Figure 4. Validation by precise genome editing of candidate causal mutations responsible for P3.p cell fate evolution in MA lines.

(a) Summary table of the molecular nature, underlying gene and molecular effect of the candidate mutations. (b) P3.p division frequency after editing the sfrp-1 locus in ancestor HK104 with a repair template coding only for synonymous substitutions (mf178) or introducing the N59H substitution as well (mf177). (c) P3.p division frequency after editing the cdk-8 locus in ancestor PB306 with a repair template coding for synonymous substitutions only (independent edits mf169 and mf170) or introducing the V40A substitution as well (independent edits mf167 and mf168). (d) P3.p division frequency after editing the R09F10.3 locus in ancestor PB306 to reproduce the exact same 16 bp deletion as in MA line 488 (independent edits mf171 and mf172). (e) P3.p division frequency after editing the gcn-1 locus in ancestor N2 to reproduce the exact same 1344 bp deletion as in MA line 516 (independent edits mf165 and mf166). (f) P3.p division frequency after deleting the entire Y75B8A.8 locus in ancestor PB306. Each dot is an independent experiment, with dot size scaled to the number of scored individuals(n). The bar is the mean frequency obtained by pooling all replicates; error bars indicate 95% confidence intervals. For each graph, leftmost panels provide the scores of ancestor and MA lines as reference (identical data to Figure 2b). Different letters indicate a significant difference (Fisher's exact test, fdr level: 0.05).

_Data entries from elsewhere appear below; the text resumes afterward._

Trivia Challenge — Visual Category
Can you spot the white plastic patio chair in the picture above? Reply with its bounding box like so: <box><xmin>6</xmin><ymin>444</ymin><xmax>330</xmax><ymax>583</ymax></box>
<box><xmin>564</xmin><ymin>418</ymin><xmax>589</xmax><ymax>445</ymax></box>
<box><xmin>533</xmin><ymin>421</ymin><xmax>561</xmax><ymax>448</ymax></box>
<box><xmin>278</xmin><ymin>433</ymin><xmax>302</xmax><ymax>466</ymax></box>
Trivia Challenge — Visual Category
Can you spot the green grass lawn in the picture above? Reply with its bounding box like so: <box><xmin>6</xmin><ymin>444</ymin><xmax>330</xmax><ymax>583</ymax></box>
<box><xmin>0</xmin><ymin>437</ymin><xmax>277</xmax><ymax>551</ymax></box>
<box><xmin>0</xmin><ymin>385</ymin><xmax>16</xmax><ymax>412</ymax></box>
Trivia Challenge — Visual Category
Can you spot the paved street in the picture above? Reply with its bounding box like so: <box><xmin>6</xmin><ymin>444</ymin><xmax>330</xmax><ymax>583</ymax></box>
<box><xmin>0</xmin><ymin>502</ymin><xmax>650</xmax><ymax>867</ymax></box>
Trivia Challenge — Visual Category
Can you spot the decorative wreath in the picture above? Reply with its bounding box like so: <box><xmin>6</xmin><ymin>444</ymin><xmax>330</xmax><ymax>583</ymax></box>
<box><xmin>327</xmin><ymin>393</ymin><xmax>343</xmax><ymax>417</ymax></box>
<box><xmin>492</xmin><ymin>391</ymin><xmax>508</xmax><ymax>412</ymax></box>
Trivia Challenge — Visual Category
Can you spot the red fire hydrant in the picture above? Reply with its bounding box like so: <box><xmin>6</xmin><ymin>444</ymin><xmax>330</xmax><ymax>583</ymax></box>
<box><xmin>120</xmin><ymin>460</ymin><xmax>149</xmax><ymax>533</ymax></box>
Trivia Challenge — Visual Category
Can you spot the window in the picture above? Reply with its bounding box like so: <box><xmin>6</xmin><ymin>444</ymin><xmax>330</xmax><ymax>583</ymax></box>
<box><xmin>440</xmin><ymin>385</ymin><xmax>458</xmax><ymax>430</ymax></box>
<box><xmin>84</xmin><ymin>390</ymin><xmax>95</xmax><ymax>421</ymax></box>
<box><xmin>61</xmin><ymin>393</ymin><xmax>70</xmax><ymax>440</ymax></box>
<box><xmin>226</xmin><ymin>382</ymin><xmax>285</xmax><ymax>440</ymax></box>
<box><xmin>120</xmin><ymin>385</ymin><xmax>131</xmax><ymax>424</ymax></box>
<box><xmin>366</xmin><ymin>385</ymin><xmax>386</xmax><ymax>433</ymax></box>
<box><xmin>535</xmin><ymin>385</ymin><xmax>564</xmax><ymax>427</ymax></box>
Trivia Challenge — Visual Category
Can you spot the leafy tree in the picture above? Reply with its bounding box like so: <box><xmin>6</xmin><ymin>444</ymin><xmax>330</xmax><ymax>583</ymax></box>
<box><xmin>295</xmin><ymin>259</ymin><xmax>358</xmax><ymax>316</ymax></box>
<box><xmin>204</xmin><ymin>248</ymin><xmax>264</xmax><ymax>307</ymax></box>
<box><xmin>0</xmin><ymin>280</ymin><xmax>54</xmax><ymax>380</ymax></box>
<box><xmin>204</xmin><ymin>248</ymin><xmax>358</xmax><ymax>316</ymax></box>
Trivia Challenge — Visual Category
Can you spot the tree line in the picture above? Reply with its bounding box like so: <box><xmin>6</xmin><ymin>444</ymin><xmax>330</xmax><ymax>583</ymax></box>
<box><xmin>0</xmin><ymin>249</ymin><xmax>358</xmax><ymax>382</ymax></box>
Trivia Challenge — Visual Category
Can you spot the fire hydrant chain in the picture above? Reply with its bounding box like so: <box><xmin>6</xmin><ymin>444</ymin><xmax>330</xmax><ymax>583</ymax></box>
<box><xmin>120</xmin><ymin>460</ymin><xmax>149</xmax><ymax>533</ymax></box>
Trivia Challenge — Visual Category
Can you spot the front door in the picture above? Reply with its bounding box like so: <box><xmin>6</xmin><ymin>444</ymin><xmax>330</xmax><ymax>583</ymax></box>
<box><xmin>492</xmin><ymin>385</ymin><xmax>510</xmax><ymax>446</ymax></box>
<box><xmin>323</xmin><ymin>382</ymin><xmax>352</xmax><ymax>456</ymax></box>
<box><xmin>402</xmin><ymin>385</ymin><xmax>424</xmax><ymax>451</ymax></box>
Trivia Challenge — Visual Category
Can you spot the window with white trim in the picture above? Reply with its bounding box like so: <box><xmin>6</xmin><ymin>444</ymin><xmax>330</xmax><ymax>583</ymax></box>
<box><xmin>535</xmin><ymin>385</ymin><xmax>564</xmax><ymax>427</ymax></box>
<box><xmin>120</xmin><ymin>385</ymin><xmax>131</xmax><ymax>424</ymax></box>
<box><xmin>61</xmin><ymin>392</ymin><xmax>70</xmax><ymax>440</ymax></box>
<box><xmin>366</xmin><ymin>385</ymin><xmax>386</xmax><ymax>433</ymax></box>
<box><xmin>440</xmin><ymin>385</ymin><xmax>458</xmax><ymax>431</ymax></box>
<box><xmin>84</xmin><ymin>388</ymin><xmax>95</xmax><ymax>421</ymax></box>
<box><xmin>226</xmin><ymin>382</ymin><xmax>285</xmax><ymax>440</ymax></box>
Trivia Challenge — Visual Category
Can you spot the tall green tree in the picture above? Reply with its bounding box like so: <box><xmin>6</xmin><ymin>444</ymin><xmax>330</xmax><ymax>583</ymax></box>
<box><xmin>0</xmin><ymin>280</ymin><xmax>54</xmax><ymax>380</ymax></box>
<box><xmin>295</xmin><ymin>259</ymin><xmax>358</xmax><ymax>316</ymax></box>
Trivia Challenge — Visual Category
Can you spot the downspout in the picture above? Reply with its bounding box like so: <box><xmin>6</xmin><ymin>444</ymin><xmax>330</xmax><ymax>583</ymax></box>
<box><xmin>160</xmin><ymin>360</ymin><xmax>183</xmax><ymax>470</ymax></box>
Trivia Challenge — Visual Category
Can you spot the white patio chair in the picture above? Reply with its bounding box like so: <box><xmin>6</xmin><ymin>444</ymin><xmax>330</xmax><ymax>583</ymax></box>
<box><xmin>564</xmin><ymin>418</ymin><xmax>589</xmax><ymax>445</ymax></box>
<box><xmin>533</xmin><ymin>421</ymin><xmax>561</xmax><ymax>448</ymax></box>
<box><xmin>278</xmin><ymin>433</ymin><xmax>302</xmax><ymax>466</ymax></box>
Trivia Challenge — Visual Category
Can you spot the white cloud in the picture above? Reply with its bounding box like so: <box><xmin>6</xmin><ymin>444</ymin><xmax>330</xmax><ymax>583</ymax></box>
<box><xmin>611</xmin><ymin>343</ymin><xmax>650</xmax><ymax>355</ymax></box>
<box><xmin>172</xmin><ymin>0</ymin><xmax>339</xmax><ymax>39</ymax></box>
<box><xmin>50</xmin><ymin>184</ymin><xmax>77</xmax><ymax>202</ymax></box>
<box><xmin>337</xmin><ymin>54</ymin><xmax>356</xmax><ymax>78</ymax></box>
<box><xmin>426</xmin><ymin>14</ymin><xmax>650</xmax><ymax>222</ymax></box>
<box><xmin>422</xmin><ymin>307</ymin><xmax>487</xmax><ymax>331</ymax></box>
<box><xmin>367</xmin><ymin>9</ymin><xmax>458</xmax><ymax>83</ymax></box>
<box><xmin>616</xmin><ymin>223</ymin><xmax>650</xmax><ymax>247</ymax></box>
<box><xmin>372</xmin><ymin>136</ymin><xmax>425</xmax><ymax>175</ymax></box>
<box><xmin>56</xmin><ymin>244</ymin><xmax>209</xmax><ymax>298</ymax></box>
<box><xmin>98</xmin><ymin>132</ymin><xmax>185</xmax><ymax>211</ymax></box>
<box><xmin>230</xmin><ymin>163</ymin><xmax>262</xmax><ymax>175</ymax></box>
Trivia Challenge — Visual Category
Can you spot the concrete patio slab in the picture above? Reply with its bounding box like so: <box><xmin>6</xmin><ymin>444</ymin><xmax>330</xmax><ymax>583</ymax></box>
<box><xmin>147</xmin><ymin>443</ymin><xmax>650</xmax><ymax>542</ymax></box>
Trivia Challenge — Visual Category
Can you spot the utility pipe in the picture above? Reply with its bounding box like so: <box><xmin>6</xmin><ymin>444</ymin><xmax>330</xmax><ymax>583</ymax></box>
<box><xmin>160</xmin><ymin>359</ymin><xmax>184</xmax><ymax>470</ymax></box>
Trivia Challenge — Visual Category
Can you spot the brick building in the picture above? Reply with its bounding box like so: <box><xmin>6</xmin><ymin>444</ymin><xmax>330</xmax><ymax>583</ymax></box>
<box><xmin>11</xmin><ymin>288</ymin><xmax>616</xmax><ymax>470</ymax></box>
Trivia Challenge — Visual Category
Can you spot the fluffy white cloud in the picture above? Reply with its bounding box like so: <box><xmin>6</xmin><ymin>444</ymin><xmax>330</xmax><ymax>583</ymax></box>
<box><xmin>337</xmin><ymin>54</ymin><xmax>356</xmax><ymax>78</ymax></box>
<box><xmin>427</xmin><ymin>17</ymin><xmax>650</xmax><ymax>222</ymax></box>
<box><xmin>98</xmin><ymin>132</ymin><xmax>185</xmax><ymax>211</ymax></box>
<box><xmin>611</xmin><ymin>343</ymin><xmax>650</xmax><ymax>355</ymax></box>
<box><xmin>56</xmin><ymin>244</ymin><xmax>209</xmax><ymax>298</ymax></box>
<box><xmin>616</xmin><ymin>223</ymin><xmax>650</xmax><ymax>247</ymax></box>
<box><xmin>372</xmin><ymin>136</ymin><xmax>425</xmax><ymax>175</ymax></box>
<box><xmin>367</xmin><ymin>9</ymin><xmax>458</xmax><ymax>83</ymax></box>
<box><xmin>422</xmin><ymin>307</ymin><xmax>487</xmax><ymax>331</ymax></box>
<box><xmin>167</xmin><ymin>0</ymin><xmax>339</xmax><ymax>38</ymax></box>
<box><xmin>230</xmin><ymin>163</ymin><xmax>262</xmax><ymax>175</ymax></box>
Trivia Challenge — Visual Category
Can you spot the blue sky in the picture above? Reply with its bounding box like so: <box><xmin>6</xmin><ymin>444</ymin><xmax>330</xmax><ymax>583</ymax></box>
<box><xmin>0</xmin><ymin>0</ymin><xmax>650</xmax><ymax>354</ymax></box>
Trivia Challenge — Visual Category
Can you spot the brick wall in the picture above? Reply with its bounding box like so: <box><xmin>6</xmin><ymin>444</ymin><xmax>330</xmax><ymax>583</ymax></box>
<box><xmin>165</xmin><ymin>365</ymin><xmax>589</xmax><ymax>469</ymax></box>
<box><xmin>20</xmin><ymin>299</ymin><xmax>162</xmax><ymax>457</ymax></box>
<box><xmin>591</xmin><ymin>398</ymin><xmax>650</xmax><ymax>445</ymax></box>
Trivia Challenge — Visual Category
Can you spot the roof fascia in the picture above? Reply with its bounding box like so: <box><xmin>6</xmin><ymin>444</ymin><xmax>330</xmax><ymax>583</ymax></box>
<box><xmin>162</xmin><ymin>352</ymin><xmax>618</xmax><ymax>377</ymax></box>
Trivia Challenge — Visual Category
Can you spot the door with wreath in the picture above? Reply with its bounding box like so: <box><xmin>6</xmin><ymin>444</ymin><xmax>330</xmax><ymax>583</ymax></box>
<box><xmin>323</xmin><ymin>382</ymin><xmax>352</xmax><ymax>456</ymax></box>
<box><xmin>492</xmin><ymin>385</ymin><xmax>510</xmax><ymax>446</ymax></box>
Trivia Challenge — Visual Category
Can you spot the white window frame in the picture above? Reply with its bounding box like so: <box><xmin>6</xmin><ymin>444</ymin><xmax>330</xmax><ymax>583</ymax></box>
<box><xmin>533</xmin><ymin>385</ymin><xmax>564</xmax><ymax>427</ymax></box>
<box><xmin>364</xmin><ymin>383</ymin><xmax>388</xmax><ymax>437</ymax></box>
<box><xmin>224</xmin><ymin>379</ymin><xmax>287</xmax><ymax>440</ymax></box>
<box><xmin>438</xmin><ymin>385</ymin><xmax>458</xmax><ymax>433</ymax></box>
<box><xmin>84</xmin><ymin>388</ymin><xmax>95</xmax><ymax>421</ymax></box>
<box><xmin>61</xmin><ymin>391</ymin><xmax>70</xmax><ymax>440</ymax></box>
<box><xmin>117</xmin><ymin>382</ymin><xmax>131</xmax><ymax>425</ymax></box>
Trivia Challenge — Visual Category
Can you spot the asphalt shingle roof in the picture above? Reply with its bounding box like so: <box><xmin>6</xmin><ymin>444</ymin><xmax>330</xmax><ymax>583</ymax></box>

Figure 4—figure supplement 1. P3.p division frequency in mutants of individual genes within the large deletion of MA line 418.

(a) Gene content of the genomic interval containing the candidate deletion identified in MA line 418 (source Wormbase/Jbrowse: rectangles are exons, arrows span open reading frames, green/magenta color indicates the coding strand). Genes altered by the deletion are boxed in red for protein-coding genes and in yellow for non-protein-coding genes. (b) Table of the mutant alleles used to specifically invalidate each protein-coding gene of the interval. (c–d) P3.p division frequency in different lines. Dots are independent experiments; the size of the dot indicates the number of scored individuals. The bar is the mean frequency over all replicates and error bars indicate 95% confidence intervals. The leftmost panels indicate the scores of controls (N2 reference in C and PB306 ancestor and MA line 418 in D; identical data to Figure 2b). (c) P3.p division frequency of mutant lines in N2 background, stars indicate a significant difference with N2 over all experiments (Fisher's exact test, fdr 0.05). (d) P3.p division frequency of edited lines bearing specific gene indels. Different letters indicate a significant difference (Fisher's exact test, fdr 0.05).

Figure 4—figure supplement 2. P3.p cell fate in different mutants related to the candidate mutation found in MA lines 296 (a), 450 (c) and 516 (e).

All mutants are derived from the N2 laboratory reference strain. Bar charts represent the mean frequency of P3.p division. Each dot is an independent experiment, whose size scales to the number of animals scored (n). Data for N2 (from Figures 2–4) are repeated on each panel as a reference. Error bars indicate 95% confidence intervals. Stars indicate significant differences with N2 in P3.p division frequency over all experiments and in (e), different letters indicate a significant difference (Fisher's exact test, fdr 0.05). Panels b,d,f provide information about the genes studied in each panel. (b) SFRP-1 expression generates a head-to-tail gradient counter-acting the tail-to-head Wnt gradient. Wnt signaling is known to promote VPC competence and lack of fusion in the L2 stage. (d) Schematic structure of the Mediator complex in C. elegans, made of four multiprotein complexes (head, middle, tail and kinase modules). The Mediator regulates transcription both positively and negatively. Mutants for the four proteins of the kinase module were assayed in (c). (f) Functional pathways related to the GCN-1 kinase in C. elegans. GCN-1 directly activates GCN-2 under starvation condition, which in turns phosphorylates eiF2α leading to a global repression of translation. PEK-1 kinase acts like GCN-2 under unfolded-protein stress. Physical interaction of GCN-1 with ABCF-3 has been shown to promote apoptosis in specific cells, although the involvement of translational regulation is unclear (plain arrows = direct activation, plain T-bar = direct inhibition, dotted arrow = indirect activation, plain line = physical interaction).